In most developing countries including India, there is hardly any exposure of the residents how to interpret and report the newer modalities of imaging. On an average, the oncology residents undergo their rotation in radio-diagnosis and nuclear medicine department for 3-4 weeks. There is no structured teaching program for these residents as most of the consultants and senior faculty of these departments are busy reporting their images. It is recommended that the authorized governing bodies, like Medical Council of India and National Board of Examinations, must ensure that the oncology residents actually undergo a vigorous 3-month training capsule to learn various imaging modalities. The Medical physicists, dosimetrists and RT technologists should also undergo periodic rotations in these departments to refresh and update their existing skills.

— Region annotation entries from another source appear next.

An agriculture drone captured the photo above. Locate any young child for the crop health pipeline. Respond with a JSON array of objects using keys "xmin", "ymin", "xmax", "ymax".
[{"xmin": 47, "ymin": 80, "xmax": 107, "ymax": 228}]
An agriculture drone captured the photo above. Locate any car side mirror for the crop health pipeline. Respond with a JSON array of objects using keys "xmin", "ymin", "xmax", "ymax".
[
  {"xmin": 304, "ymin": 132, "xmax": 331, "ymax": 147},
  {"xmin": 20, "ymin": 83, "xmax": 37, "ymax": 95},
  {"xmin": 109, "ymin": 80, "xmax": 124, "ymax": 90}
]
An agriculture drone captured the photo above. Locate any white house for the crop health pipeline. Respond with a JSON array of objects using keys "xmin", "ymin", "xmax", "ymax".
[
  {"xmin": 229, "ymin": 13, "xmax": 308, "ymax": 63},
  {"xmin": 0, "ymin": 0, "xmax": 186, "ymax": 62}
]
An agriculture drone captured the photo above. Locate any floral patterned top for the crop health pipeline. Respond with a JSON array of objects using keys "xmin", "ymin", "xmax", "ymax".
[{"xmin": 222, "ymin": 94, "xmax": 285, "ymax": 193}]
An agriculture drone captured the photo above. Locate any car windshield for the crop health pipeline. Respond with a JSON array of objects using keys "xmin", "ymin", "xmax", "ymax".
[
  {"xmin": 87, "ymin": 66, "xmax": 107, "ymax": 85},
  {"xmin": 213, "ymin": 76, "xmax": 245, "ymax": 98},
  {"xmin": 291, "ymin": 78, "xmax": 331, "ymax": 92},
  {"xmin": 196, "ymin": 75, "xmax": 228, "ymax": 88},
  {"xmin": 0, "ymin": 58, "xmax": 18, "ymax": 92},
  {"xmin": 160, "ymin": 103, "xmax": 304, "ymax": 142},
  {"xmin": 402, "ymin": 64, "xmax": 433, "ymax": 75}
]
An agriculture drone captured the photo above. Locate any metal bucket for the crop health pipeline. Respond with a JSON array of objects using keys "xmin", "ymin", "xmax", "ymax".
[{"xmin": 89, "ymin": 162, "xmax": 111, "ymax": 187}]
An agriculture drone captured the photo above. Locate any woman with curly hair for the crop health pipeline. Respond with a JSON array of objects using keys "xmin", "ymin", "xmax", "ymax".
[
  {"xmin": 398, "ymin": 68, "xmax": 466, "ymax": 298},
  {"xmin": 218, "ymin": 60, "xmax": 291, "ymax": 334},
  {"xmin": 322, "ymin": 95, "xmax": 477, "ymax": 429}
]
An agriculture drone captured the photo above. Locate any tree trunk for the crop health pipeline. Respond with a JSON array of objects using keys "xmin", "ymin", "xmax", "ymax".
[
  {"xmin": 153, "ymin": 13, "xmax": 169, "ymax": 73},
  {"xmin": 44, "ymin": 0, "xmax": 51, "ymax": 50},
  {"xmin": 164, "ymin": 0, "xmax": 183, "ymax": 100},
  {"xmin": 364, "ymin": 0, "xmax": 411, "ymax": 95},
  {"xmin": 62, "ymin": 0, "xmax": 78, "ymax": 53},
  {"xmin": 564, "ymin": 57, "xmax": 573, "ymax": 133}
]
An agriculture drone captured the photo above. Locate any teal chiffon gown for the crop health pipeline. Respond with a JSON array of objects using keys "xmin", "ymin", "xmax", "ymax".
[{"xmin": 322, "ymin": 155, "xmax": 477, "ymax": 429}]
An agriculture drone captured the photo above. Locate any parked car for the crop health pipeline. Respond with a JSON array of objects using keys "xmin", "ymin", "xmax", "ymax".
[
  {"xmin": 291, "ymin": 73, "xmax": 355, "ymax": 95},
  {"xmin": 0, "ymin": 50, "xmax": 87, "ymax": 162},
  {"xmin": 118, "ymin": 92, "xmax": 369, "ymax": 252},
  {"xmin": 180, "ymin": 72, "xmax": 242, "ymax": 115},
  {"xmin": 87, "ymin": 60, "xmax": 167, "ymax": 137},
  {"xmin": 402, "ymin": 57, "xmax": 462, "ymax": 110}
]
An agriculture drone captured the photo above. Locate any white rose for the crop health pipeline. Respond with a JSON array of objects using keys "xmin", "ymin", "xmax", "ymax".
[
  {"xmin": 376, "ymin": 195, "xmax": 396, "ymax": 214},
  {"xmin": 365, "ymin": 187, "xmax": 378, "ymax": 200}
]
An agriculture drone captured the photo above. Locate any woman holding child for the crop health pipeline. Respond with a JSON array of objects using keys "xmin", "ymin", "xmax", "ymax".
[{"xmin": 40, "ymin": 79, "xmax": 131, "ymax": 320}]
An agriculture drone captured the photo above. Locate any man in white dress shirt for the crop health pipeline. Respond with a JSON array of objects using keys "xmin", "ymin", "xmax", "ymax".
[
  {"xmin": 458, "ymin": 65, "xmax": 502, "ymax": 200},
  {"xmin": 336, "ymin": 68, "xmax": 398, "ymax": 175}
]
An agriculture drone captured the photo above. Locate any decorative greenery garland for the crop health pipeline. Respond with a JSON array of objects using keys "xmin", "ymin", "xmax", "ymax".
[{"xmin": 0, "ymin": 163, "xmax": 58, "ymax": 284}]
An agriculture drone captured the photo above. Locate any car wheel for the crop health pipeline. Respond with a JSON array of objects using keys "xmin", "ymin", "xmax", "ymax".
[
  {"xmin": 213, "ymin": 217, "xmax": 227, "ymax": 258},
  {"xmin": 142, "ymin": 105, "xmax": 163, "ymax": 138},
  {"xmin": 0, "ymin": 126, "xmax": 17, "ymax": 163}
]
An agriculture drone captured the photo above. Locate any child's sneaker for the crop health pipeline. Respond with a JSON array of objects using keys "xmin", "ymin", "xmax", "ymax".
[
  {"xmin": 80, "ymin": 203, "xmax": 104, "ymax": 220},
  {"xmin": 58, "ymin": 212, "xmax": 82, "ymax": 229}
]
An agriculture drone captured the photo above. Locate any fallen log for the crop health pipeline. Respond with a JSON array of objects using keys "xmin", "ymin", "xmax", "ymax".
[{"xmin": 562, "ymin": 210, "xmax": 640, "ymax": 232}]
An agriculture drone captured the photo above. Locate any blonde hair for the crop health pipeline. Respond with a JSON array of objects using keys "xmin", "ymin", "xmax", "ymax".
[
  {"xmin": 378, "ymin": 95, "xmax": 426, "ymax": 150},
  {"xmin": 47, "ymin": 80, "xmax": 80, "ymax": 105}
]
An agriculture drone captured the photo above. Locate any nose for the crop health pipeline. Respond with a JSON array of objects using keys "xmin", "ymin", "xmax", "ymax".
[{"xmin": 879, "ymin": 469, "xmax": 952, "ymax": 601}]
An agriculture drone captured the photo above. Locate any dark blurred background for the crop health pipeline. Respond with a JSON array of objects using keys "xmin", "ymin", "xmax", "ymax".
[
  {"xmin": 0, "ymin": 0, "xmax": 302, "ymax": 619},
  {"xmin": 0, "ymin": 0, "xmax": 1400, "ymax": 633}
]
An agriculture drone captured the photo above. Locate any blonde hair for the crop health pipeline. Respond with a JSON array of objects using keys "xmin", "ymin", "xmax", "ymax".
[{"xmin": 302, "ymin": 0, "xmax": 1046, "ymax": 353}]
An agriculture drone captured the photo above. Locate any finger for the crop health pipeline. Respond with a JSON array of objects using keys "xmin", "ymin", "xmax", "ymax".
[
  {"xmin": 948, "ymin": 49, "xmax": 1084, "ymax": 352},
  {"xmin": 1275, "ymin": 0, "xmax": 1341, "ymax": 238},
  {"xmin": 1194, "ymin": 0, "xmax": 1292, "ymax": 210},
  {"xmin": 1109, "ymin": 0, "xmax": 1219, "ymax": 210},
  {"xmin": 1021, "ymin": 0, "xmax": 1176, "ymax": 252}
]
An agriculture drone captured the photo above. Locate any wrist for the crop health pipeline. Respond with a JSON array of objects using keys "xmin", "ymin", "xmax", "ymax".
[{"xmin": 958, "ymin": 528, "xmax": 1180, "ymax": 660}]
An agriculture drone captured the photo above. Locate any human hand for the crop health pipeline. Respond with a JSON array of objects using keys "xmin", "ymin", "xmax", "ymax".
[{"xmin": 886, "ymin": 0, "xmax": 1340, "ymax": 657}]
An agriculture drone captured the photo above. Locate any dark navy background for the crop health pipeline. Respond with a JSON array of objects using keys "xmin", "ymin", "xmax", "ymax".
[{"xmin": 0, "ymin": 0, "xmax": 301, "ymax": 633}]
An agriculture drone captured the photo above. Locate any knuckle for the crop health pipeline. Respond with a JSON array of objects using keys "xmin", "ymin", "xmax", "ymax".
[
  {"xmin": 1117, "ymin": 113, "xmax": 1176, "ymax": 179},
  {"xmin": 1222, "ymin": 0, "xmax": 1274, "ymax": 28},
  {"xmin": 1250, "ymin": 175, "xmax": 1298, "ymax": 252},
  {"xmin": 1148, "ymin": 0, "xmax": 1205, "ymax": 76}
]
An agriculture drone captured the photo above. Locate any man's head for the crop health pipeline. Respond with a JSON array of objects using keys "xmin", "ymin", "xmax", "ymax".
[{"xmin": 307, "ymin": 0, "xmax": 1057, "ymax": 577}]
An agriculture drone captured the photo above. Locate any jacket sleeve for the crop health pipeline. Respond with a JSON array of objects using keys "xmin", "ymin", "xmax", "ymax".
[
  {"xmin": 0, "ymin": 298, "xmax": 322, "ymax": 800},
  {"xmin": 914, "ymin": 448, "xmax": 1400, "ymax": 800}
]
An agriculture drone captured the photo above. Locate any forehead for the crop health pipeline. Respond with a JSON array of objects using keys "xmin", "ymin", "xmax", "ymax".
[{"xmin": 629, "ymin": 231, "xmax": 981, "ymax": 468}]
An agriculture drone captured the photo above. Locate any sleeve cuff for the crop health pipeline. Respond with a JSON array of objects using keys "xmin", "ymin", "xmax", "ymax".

Too frequent and too many imaging modalities substantially increase the cost of medical care. In most developing countries, most of the patients are not insured under any public or private insurance scheme and shell out hefty amounts out of their pockets. The socioeconomic condition of the patient’s families should be kept in mind while initiating demand for any imaging. At times, ordering too many investigations may lead to trust deficit between the patient and doctor and may lead to a conflict. Moreover, there is a great diversity in the availability of the novel imaging and treatment techniques in the private and public sectors of most developing countries. It is high time the respective governments take the plunge to ensure uniform standard-of-care for the rich and poor alike. More imaging centers need to be opened in suburban and rural areas; and also in the government hospitals and medical colleges. The government should also ensure that there is no malpractice while asking for these imagebased investigations.
To sum up, radiation oncology is more dependent on medical imaging than it has ever been, and that dependence is only going to become greater. The Oncology fraternity should come together and formulate their own institutional guidelines regarding imaging and should be more judicious and practical while asking for these imaging investigations. This issue must be exhaustively debated in the upcoming seminars and conferences.